The claimant argues that the insurer has not used the right category in assessing the claimant’s pelvic injury. It is clear that the 2(e) category describes the healed fracture, without separation, given the Medical Assessor noted the open reduction and internal fixation surgery has been successful and there is now a “normal gap”. This category is without residual signs whereas category 3(f) is with residual signs. The insurer’s submissions conflates both pelvic injuries into one category whereas they have been assessed separately.
The Panel has carefully considered all the medical records, medico-legal reports including the claimant’s prior history of osteoporosis. It is also considered the conflicting submissions and interpretations from both parties about how the pelvic fractures and injuries should be assessed.
The Panel noted the serial X-ray films and, while the alignment has been considerably improved as is reported, there is still the suggestion of displacement remaining in the sacral fractures. This is not a normal sacroiliac joint with the large screw traversing it. The claimant’s injury is best described as 3(f), which equals 10% WPI.

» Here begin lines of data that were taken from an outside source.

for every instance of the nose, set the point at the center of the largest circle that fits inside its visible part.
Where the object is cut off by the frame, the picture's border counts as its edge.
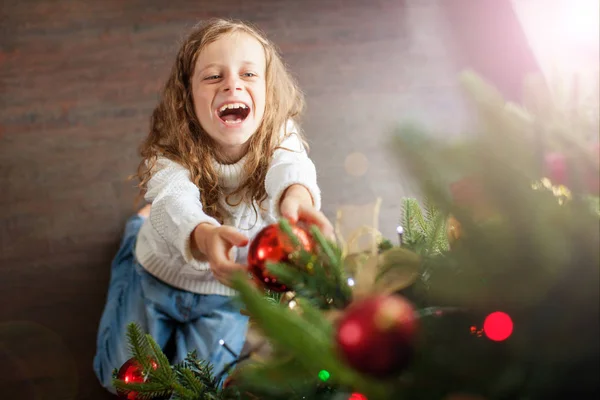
(232, 83)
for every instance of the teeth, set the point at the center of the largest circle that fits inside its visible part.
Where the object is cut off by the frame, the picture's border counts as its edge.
(232, 105)
(237, 121)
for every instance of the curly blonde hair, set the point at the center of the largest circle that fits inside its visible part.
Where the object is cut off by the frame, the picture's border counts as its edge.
(176, 133)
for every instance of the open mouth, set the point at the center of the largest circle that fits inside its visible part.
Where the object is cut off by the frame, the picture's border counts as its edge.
(233, 113)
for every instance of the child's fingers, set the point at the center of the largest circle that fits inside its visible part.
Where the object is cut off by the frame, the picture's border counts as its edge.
(289, 210)
(312, 216)
(233, 236)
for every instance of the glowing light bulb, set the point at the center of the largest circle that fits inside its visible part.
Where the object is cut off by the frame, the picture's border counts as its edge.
(498, 326)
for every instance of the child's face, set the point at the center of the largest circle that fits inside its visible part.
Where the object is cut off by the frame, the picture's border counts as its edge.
(228, 87)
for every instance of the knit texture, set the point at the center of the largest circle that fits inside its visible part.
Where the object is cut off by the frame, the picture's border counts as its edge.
(163, 243)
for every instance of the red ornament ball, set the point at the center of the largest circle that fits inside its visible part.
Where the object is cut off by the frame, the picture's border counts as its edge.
(132, 372)
(375, 336)
(272, 245)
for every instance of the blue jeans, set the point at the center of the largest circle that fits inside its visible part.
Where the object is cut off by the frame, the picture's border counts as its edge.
(192, 321)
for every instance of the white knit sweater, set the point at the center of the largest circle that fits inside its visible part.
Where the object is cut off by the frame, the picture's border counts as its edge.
(163, 243)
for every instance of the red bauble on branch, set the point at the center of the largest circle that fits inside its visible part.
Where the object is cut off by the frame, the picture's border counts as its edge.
(272, 245)
(132, 372)
(375, 336)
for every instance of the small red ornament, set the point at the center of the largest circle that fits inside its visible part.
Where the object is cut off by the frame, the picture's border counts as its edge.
(272, 245)
(132, 372)
(375, 336)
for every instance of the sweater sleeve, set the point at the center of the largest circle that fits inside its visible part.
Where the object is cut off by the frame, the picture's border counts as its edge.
(176, 207)
(291, 165)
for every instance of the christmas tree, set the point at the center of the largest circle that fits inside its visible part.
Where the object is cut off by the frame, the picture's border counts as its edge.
(493, 294)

Therefore, the WPI for the pelvis is a combination of 10% for the sacrum into the SI joint fracture, and 5% for thepubic bone fractures, , which equals 15% WPI.
Scarring
The Panel accepts that Ms Higgins sustained scarring caused by or materially contributed to by surgery resulting from the accident.

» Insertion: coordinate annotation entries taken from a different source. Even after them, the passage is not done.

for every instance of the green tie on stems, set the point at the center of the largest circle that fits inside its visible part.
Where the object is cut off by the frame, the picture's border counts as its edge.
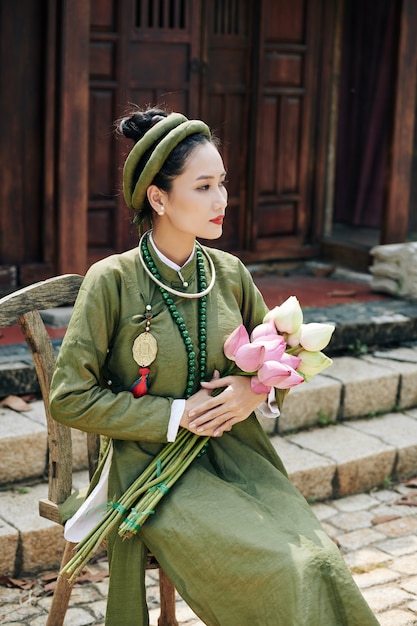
(139, 500)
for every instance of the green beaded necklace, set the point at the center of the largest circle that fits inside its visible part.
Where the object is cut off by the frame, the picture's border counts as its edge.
(195, 374)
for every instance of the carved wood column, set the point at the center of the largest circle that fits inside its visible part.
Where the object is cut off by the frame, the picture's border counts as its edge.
(72, 124)
(395, 218)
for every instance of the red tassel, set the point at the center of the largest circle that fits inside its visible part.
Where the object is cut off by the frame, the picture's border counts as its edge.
(140, 387)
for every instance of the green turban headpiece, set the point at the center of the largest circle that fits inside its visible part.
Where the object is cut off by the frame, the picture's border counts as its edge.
(169, 132)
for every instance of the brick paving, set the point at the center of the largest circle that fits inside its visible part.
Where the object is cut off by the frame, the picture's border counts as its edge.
(376, 535)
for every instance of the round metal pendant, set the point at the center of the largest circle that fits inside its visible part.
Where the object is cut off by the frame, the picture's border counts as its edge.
(144, 349)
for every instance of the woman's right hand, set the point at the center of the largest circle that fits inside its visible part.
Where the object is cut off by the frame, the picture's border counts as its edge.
(194, 402)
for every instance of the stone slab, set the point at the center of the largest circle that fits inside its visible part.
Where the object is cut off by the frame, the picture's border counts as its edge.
(41, 541)
(363, 462)
(311, 403)
(371, 323)
(398, 430)
(58, 317)
(404, 362)
(311, 473)
(9, 541)
(79, 438)
(367, 388)
(22, 446)
(17, 378)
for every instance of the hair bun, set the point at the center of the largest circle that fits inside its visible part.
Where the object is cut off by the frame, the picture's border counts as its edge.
(139, 122)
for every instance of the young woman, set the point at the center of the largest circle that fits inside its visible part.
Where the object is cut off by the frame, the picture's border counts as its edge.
(140, 360)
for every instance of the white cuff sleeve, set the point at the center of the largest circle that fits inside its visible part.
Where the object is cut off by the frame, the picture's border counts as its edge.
(269, 408)
(177, 409)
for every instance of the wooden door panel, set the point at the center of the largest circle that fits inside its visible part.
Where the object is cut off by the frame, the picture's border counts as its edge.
(105, 225)
(288, 54)
(225, 100)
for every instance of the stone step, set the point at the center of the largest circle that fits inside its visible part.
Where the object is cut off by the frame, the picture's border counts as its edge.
(330, 462)
(353, 387)
(358, 326)
(348, 430)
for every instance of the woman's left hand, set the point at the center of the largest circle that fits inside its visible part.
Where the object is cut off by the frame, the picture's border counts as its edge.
(219, 413)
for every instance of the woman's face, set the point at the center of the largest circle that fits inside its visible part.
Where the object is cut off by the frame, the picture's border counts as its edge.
(196, 204)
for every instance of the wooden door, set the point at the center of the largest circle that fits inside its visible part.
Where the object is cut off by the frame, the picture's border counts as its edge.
(246, 69)
(143, 53)
(283, 162)
(226, 93)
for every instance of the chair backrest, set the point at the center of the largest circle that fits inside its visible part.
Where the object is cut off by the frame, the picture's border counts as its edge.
(23, 307)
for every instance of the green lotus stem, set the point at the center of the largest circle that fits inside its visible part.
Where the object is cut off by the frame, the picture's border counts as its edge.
(175, 457)
(147, 503)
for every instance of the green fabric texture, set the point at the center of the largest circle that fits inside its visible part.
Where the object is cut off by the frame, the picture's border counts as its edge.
(240, 543)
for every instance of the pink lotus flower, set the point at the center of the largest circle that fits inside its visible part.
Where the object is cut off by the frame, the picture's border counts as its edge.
(282, 352)
(238, 338)
(267, 329)
(312, 363)
(288, 317)
(314, 337)
(279, 375)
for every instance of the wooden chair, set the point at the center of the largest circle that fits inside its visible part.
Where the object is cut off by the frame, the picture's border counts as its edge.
(23, 307)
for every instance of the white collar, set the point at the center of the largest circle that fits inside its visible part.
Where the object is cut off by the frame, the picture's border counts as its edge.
(167, 261)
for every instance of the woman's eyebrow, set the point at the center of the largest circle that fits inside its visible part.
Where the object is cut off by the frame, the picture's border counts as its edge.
(209, 176)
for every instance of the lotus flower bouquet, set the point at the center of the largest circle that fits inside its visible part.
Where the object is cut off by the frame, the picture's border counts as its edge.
(282, 352)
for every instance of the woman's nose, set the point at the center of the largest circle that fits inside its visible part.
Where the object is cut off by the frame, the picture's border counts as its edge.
(221, 199)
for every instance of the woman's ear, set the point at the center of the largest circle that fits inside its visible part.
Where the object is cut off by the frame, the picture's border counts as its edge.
(156, 199)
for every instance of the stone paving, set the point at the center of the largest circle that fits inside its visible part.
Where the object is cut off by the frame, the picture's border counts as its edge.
(376, 533)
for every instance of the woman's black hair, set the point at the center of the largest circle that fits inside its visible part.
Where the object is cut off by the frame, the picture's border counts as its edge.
(134, 126)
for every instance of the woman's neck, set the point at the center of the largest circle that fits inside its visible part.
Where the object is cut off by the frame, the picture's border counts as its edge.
(177, 250)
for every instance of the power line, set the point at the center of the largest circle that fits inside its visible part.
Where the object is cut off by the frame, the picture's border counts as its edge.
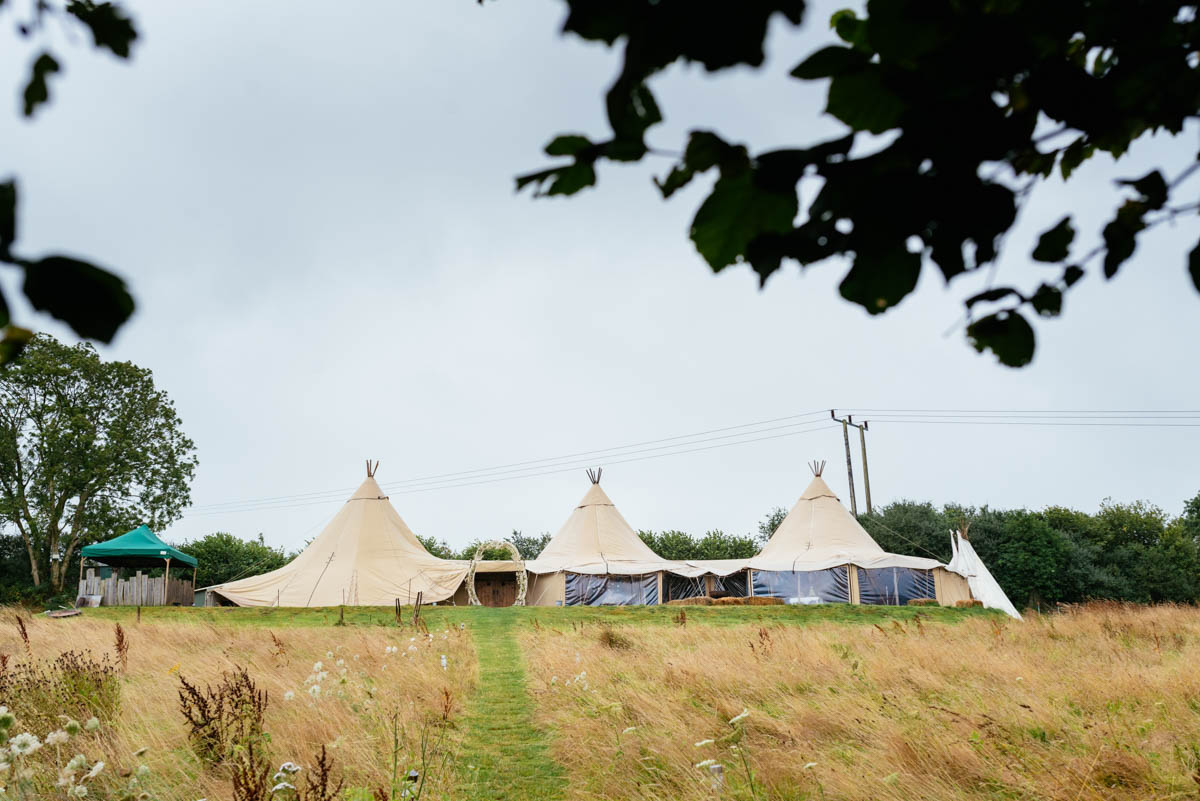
(820, 426)
(531, 463)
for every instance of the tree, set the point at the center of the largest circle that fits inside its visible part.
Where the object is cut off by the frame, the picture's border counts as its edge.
(529, 546)
(89, 299)
(88, 449)
(223, 558)
(981, 101)
(769, 523)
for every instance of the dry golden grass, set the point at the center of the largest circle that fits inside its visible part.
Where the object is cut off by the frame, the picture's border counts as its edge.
(353, 717)
(1098, 704)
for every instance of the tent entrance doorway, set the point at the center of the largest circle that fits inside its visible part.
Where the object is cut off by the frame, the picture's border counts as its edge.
(496, 589)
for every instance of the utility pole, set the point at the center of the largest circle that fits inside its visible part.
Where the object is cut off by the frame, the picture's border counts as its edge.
(862, 440)
(850, 469)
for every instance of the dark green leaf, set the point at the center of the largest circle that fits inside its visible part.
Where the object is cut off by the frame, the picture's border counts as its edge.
(37, 91)
(1055, 244)
(1152, 188)
(574, 178)
(1006, 333)
(863, 102)
(881, 279)
(7, 216)
(1075, 154)
(568, 144)
(1047, 301)
(737, 211)
(1194, 266)
(829, 61)
(705, 150)
(1120, 236)
(111, 28)
(93, 301)
(991, 295)
(13, 342)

At the re-examination the Panel found she had some faint scarring. The Panel notes that other doctors, including Dr Moopanar and Dr Bentivoglio, recorded that the scars were well healed. Dr Bentivoglio noted that he “was unable to see the scar in the region of her buttock for reduction of the sacroiliac joint”. Dr Leicester found that Ms Higgins does have skin impairment using the TEMSKI scale on the basis of scarring of both the ankle and the back of the elbow and he estimated a 1% WPI using the TEMSKI scale.

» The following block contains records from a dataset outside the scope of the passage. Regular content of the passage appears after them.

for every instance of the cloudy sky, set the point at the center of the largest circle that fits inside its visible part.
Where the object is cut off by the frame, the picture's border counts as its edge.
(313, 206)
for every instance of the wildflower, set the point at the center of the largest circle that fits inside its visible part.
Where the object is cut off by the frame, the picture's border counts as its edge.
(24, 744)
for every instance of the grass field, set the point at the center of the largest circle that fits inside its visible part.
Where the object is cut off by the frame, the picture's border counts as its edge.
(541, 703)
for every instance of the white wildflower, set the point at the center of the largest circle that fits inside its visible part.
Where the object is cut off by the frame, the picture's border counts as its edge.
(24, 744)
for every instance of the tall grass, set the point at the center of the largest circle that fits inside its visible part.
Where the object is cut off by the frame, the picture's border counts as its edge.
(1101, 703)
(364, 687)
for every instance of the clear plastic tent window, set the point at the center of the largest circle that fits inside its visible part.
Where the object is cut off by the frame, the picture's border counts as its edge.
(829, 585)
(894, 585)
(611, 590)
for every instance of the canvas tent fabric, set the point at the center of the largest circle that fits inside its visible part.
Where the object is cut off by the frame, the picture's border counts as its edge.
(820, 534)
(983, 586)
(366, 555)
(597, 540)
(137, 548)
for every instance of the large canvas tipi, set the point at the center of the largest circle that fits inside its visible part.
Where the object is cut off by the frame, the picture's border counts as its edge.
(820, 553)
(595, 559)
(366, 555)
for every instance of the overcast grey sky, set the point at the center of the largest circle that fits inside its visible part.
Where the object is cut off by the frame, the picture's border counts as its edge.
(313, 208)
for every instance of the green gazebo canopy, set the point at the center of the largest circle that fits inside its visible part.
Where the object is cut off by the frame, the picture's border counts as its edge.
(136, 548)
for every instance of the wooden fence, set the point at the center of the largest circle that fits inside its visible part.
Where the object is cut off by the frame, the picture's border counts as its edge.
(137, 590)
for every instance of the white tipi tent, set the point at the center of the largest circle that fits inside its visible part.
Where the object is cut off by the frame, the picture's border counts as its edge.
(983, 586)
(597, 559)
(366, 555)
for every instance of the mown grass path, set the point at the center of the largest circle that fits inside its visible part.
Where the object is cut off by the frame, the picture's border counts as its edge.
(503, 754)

The Panel find that the claimant’s scarring is described using the TEMSKI chart and the principle of best fit gives her overall scarring as 1% WPI.
Bladder
Finally, with regard to the bladder symptoms secondary to the pelvic fracture, the Panel noted her symptoms would fit into Class 1 impairment noted on page 254 of the AMA 4th Edition Guides (range 0-15% WPI). The Panel estimated her WPI at the mid-point of this class giving her a WPI of 8%. However, this was not referred to the Panel and therefore is not included in the final WPI assessment by the Panel.
Whole person impairment
The WPI for the pelvis, right ankle and skin are combined using the AMA 4 Combined Values Table to give a WPI of 19%, as summarised in the table below:
| Body Part or System | AMA Guides/ Guidelines References (chapter/ page/table) | Permanent (YES/NO) | Current %WPI* | %WPI* from pre-existing OR subsequent causes | %WPI* due to motor accident | |
| 1 | Right ankle | Chapter 3; Figures 42 and 43 | Yes | 4% | 0% | 4% |
| 2 | Right elbow | Chapter 3; Figures 32 and 35 | Yes | 0% | 0% | 0% |
| 3 | Pelvis | Chapter 3; paragraph 3.4 on page 131 | Yes | 15% | 0% | 15% |
| 4 | Scarring | TEMSKI scale | Yes | 1% | 0% | 1% |
* %WPI = percentage whole person impairment
CONCLUSION AND CERTIFICATION
As a result of the above findings the Panel revokes the certificate of Medical Assessor Menogue dated 8 August 2023 regarding permanent impairment and issues a replacement certificate in accordance with these reasons.
The total degree of permanent impairment caused by the subject motor accident is 19% WPI which is greater than 10%.
The new certificate is attached at the commencement of these Reasons.